Closed DrewThomasson closed 9 months ago

DrewThomasson commented 11 months ago

πŸš€ Feature Description

Currently all the transformer based tts models I've run into deal with issues of hallucinations, especially at the end for instance even with XTTS V2, I was wondering if there was any planned way to remove at least the hallucinations that appear at the end of the generated audio, for instance the text could be "hey, bob" and the output audio will be "hey, bob. Other!"

Solution

You could use a solution like this where you have a cleanup method using this whisper repo: https://github.com/linto-ai/whisper-timestamped: to generate a transcription with the time stamps for each word in the generated output audio, to then compare that transcription-with-time-stamps to the words used in the input for the tts models

Additional context

I'm planning on trying to make and use a method like that for my own project, and was just wondering if anything like that was in the works. Thanks!

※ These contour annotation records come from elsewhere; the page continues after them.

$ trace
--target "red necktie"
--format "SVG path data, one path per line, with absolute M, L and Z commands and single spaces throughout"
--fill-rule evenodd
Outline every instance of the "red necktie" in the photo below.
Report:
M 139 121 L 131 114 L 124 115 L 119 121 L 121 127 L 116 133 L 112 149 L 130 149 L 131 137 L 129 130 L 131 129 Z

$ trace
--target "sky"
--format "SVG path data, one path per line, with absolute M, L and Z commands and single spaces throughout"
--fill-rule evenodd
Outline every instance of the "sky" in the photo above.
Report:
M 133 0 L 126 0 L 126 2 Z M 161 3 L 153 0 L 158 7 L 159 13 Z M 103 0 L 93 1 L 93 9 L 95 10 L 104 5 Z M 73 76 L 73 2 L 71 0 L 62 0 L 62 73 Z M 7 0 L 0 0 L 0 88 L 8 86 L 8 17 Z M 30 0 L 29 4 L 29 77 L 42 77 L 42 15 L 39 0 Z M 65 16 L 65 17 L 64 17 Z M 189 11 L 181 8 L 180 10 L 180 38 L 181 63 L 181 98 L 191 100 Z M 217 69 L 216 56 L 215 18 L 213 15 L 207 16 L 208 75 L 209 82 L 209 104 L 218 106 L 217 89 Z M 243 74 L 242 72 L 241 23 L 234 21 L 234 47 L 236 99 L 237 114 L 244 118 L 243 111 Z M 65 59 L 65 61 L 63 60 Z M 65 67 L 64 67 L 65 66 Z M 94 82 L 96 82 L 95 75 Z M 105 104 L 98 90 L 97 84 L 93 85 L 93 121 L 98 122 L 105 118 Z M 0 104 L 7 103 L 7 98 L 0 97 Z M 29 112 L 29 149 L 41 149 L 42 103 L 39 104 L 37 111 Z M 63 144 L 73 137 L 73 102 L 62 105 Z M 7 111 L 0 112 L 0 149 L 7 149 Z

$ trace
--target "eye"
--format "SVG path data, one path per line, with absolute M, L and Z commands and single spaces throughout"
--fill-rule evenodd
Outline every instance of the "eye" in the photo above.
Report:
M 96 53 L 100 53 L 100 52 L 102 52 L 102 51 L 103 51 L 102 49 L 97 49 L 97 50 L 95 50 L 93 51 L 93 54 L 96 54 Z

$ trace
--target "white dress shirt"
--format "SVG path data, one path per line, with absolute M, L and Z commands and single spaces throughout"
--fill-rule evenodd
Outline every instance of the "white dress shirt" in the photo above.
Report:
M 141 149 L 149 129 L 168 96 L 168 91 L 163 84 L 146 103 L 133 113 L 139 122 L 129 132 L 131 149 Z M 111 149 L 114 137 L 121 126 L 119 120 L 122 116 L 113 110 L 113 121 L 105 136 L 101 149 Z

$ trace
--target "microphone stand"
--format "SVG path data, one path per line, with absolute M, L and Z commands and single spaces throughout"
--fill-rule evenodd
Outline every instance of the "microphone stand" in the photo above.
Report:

cmp-nct commented 11 months ago

It definitely needs a feedback loop, tested xtts-v2 and it just speaks and speaks gibberish after the sentence is done. But you don't need timestamps you need a realtime feedback.

xttsv2 has two major issues with that: 1) hallucination, often at the end 2) cutting short of the last word - that is basically the opposite of the hallucinations

It needs some alignment between output tokens and intput tokens. Maybe it can also be fixed with fine tuning

stale[bot] commented 9 months ago

This issue has been automatically marked as stale because it has not had recent activity. It will be closed if no further activity occurs. Thank you for your contributions. You might also look our discussion channels.